Monday, May 7, 2012

I can and I will

The last few weeks have seen some big changes in my diet. I did "mostly" well, with a little cheating here and there. The good news is I'm already feeling better. I've lost 4 lbs, but more importantly, my fat mass has gone down and my muscle mass has gone up. Just what I like to hear.

What don't I like to hear? "You're going to be much more strict for the next 30 days". Really. Enter my old friend skepticism. I will definitely try. More than try. I will offer a valiant effort.

No more corn. Didn't really like that news. No more wine. I liked that even less. No more coffee. Not even decaf. No more chocolate. **silence** Can you repeat that? I didn't understand. We compromised on a small piece of dark chocolate when I am craving it.

I went out and had one last hurrah tonight with a friend. Didn't go too crazy; corn chips and a glass of wine with my otherwise healthy dinner. I might need to make a bowl of popcorn tonight and spend a moment saying goodbye to the only substitute I had left for chips.

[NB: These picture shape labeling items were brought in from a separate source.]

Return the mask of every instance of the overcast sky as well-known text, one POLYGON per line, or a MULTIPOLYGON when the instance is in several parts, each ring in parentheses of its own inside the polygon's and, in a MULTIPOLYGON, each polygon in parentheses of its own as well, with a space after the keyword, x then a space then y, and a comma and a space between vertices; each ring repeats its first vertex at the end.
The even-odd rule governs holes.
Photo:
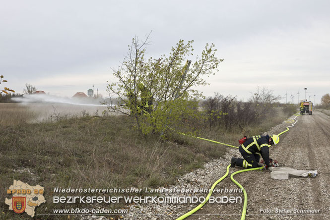
MULTIPOLYGON (((257 87, 316 103, 330 93, 329 0, 2 0, 1 84, 22 93, 25 83, 71 97, 106 94, 111 68, 134 36, 152 31, 148 55, 168 55, 182 39, 195 54, 213 43, 224 60, 199 89, 247 100, 257 87)), ((286 102, 285 98, 282 100, 286 102)))

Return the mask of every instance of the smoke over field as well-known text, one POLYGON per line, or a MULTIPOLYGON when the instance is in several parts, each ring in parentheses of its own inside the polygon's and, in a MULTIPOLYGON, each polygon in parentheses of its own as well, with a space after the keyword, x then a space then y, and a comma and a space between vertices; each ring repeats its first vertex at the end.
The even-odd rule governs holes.
POLYGON ((18 103, 0 103, 0 124, 2 125, 56 121, 72 117, 108 113, 107 107, 101 104, 101 100, 93 98, 32 95, 13 100, 18 103))

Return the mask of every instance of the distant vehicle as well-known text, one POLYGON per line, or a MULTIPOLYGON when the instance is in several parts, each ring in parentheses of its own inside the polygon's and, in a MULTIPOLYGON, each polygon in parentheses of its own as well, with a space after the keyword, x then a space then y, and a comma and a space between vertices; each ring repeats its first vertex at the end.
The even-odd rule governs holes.
POLYGON ((312 114, 313 113, 313 105, 312 102, 302 101, 300 103, 300 114, 312 114))

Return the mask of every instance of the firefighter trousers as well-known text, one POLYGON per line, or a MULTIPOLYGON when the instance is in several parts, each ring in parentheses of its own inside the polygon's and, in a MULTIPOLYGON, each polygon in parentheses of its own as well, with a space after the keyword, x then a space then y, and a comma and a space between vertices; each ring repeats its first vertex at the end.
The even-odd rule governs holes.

I am trying to focus on the positive. I am feeling distinctly healthier than I was 3 weeks ago. And I've eased myself into the "no complex carbs" rule so, learning to obey the rules daily shouldn't be so horrible. I had bread for the first time in weeks because I was starving and it was the only thing to be had. I felt awful the next day, so there is some wisdom to this diet. Also, she took some blood for the food sensitivity testing. I am actually quite curious to see the results of that. She attempted acupuncture... I had to ask her to stop. It was awful and my shoulder hurt for the next hour.

Getting back to good is going to be far from painless. But I can and will do it. Right now, in this moment, I am making that promise to myself. I can. I will.

1 comment:

  1. Sorry Dear, late to the party to realise that you posted more.

    I congratulate you for trying again and again. Dont give up on it. Each attempt does improve your overall well being.